## Measuring boundary length

Oftentimes we segment an image to find objects of interest, and then measure these objects — their area, their perimeter, their aspect ratio, etc. etc. Measuring the area is accomplished simply by counting the number of pixels. But measuring the perimeter is not as simple. If we simply count the number of boundary pixels we seriously underestimate the boundary length. This is just not a good method. A method only slightly more complex can produce an unbiased estimate of boundary length. I will show how this method works in this post. There exist several much more complex methods, that can further improve this estimate under certain assumptions. However, these are too complex to be any fun. I’ll leave those as an exercise to the reader. ðŸ™‚

Because we will examine only the boundary of the object, the chain code representation is the ideal one. What this does, is encode the boundary of the object as a sequence of steps, from pixel to pixel, all around the object. We thus reduce the binary image to a simple sequence of numbers. In future posts I’ll explain a simple algorithm to obtain such a chain code, and show how to use chain codes to obtain other measures. In this post we’ll focus on how to use them to measure boundary length.

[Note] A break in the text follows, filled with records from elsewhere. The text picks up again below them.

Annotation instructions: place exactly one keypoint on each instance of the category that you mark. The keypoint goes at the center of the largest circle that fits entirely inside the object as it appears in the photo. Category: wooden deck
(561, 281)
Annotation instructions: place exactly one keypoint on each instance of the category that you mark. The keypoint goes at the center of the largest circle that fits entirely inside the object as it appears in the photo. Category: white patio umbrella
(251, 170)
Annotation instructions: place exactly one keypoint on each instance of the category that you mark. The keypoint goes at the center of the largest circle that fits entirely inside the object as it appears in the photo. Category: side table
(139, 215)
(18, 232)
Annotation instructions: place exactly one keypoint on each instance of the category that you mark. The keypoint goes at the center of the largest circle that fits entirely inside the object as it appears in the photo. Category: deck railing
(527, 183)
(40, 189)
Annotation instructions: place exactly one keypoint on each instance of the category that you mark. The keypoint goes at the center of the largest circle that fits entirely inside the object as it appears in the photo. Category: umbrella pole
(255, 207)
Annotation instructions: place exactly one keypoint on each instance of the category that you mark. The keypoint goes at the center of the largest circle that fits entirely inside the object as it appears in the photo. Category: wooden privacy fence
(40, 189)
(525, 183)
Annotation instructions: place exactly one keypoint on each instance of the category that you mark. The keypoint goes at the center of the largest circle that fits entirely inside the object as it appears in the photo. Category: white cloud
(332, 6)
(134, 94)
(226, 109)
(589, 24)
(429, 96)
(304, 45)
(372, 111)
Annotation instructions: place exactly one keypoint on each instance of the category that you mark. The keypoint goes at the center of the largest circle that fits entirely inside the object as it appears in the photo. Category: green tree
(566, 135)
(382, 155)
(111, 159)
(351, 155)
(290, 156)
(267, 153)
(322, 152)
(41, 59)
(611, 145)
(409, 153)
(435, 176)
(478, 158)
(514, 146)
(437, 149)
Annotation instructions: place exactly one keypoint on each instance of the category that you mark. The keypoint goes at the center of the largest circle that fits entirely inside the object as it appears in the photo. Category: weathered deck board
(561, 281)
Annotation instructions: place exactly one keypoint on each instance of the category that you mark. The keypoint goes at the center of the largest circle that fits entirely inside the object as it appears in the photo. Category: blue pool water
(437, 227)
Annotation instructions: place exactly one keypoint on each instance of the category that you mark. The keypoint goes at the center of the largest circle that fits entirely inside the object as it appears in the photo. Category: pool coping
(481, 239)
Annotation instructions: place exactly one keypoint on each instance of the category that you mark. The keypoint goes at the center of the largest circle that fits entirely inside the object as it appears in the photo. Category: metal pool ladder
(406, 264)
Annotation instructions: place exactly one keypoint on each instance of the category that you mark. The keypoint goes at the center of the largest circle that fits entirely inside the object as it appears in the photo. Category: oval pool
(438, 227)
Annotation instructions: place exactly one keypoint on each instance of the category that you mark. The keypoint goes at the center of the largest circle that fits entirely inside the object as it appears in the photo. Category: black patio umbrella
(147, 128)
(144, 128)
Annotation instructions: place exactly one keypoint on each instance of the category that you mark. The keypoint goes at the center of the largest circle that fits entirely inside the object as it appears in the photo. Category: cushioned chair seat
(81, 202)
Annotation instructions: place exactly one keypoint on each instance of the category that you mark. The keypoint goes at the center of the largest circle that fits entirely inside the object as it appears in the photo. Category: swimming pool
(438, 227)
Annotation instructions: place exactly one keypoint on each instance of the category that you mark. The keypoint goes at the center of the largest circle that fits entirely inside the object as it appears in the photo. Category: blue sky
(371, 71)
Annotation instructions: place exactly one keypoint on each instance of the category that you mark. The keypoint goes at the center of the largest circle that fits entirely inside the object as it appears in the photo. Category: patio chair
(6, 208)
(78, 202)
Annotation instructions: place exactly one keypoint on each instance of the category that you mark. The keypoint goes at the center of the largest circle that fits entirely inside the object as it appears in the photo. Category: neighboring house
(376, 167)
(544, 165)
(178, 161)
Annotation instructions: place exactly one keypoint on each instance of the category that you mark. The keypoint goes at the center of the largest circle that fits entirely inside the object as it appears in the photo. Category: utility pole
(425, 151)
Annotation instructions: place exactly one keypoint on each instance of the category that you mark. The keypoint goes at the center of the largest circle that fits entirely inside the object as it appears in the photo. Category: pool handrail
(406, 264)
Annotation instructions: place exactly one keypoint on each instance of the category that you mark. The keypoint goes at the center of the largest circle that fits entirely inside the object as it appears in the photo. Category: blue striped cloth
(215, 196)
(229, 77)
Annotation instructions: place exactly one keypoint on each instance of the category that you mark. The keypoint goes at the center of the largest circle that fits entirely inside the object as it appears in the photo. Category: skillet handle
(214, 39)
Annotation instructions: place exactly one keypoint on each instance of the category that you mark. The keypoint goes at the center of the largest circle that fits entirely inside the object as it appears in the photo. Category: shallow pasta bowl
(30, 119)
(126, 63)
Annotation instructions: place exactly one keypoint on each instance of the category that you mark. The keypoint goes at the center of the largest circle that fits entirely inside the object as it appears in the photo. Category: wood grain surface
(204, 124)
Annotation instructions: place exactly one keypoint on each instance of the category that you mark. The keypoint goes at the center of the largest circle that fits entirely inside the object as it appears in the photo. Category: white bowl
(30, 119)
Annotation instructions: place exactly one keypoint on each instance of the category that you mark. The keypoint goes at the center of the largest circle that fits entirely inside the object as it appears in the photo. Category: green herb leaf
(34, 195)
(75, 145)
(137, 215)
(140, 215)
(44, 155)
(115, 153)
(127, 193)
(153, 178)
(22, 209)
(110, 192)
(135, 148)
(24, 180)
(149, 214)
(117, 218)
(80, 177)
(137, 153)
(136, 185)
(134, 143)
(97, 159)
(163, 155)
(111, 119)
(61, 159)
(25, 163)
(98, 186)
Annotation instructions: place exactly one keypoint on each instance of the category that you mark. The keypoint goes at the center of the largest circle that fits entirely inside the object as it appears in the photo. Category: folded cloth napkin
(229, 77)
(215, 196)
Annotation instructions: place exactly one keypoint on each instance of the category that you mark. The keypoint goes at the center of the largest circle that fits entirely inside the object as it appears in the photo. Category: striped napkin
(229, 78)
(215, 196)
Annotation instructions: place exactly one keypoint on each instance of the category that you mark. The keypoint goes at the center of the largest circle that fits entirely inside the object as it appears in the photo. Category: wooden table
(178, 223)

The *chain code* was first proposed by H. Freeman (IRE Transactions on Electronic Computers 10(2):260-268, 1961), and therefore sometimes referred to as *Freeman code* or *Freeman chain code*. A chain code simply gives the steps necessary to walk along all the pixels on an object’s boundary, starting at a random one. Instead of saying “move left”, “move diagonally up and right”, etc., it says simply “4”, “1”, etc. The interpretation of the numbers is trivially explained with a figure:

Because we use the chain code to describe an object’s boundary, we will always end up in the same pixel we started: the boundary is closed. The direction in which we walk is not important, though we will consistently walk clock-wise around the shape. The sequence `[0,1,2,7,0,6,5,7,1,0,0,1]` encodes a portion of a boundary as follows:

Using DIPimage, the chain code is obtained with the function `dip_imagechaincode`. It takes a labeled image, a connectivity value (set this to 2!) and the label ID of the object to get the chain code for. For example:

img = label(threshold(gaussf(gaussf))); cc = dip_imagechaincode(img,2,1)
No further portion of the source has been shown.